The “Distributed Teams” book – created by a distributed team!

Here’s a little trivia about the book “Distributed Teams: The Art and Practice of Working Together While Physically Apart“. This book *about* distributed teams was created *by* a distributed team.

Catherine, Linda and I live in three different states (California, New York and Utah), in three different timezones and never once met in person during the creation of this book.

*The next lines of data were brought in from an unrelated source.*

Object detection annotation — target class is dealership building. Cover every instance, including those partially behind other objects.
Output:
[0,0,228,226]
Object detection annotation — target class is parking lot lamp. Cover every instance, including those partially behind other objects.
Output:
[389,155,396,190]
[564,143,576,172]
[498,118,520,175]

Instead, we “walked the talk” – following the practices from the book while writing the book.

We held video calls instead of audio-only conference calls. We used pre-agreed Single Source of Truth to track each person’s work as well as the state of the overall project. We had crisply organized communications. Depending on the phase of the project, sometimes we co-worked on multi-hour video calls multiple days in a row and sometimes we didn’t talk all week. But we always knew the latest status of what the others were working on. These, and many other tactics, came from the “How” section of the book and were essential for helping this team work well together while physically apart.

I note for the record: Catherine and I had never worked together before. Linda and I had worked together once before, years ago, on a completely unrelated project. This team went from “forming” to “performing” (bypassing the “storming” part!) while never once meeting in person. It was a great team to be a part of and one of the highlights of the whole book writing process. We’ll be working together again, I know it!

John.

“Distributed Teams” interview on InfoQ.com

Long time readers of InfoQ.com know they cover many different aspects of working in software development: the tools, the technologies, workplace cultural aspects, conferences and yes even books.

All to say, I should not have been too surprised when Ben Linders asked to interview me about my new “Distributed Teams” book. Ben has written several posts about different aspects of distributed teams and remote work over the years, so I was delighted to do this.

We covered lots of details from the book, as well as wider impact of this changing mindset in society. This was a very detailed, thought-provoking, interview and I enjoyed working with Ben on this. The article is now live here on InfoQ.com, so pour yourself a fresh cup of coffee and have a read. Hopefully you’ll like it – and if you *do* like it, please share/tweet about it.

Thank you, Ben, for making this happen.

(oh, and of course, Ben and I did the interview about distributed teams as a distributed team with ~9 hour timezone difference between us!)